喬清月的視線落在了醉漢的手上,“手沒事吧?你伸出來讓我看看?”
醉漢連忙伸出手來,果然已經腫入饅頭了。
這麼好的敲詐勒索的機會,醉漢當然也不會輕易放過。
他將手放在地面上,憤憤不平的說道:“喬小姐,你看看我這手,八成是要斷了,你也知道我們都只是可憐的莊稼人,沒有手,難道要讓我們這些莊稼人餓死不成?”
“沒事,我幫你看看,要是快斷了的話,我會幫你的。”
說時遲那時快,喬清月直接一腳就踩了上去。
和上次不同,醉漢這回連叫都叫不出來了,就只是在痛苦的嗚咽。
喬清月眯著眼睛笑了笑,“怎麼樣,我說的沒錯吧?你這手要是快斷了,我會幫你趕緊弄斷的。”
醉漢以一個很狼狽的姿態跪在地上,不甘心的叫嚷道:“你知道是誰讓我來的麼?喬清月,你以為不會有人來找你算賬嗎?!”

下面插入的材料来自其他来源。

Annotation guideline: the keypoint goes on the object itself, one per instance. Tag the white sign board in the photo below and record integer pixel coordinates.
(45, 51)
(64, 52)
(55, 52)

喬清月居高臨下看著他,“我知道你為什麼而來,你可以死了這條心,今日,我就算是將你給殺了,也絕對不會有人來救你的。”
“你,你不敢!”
“呵呵,大燕律法第二百九十一條,若非官家,善闖民宅者,當按亂賊處死,也可算做主家的正當防備,我現在殺了你,不會有任何人會過問我的錯處!”
她嫌惡的一腳踢開醉漢。
她方才踩在他的手上,是因為她知道踩什麼地方,才能真正讓他的手廢掉。
喬清月向來恩怨分明。
這個人渣將自己的娘子都打成了那個樣子,能是什麼好人?
廢了他一條胳膊,已經是看在雲團面子上了。
那醉漢捂著自己的手,疼得額頭冷汗涔涔,臉色發白,面若白紙。
這倒是比方才被阿拙踩住的時候省事多了。
至少不會鬼叫引來有心或者無心的路人。
“夫君,你來吧。”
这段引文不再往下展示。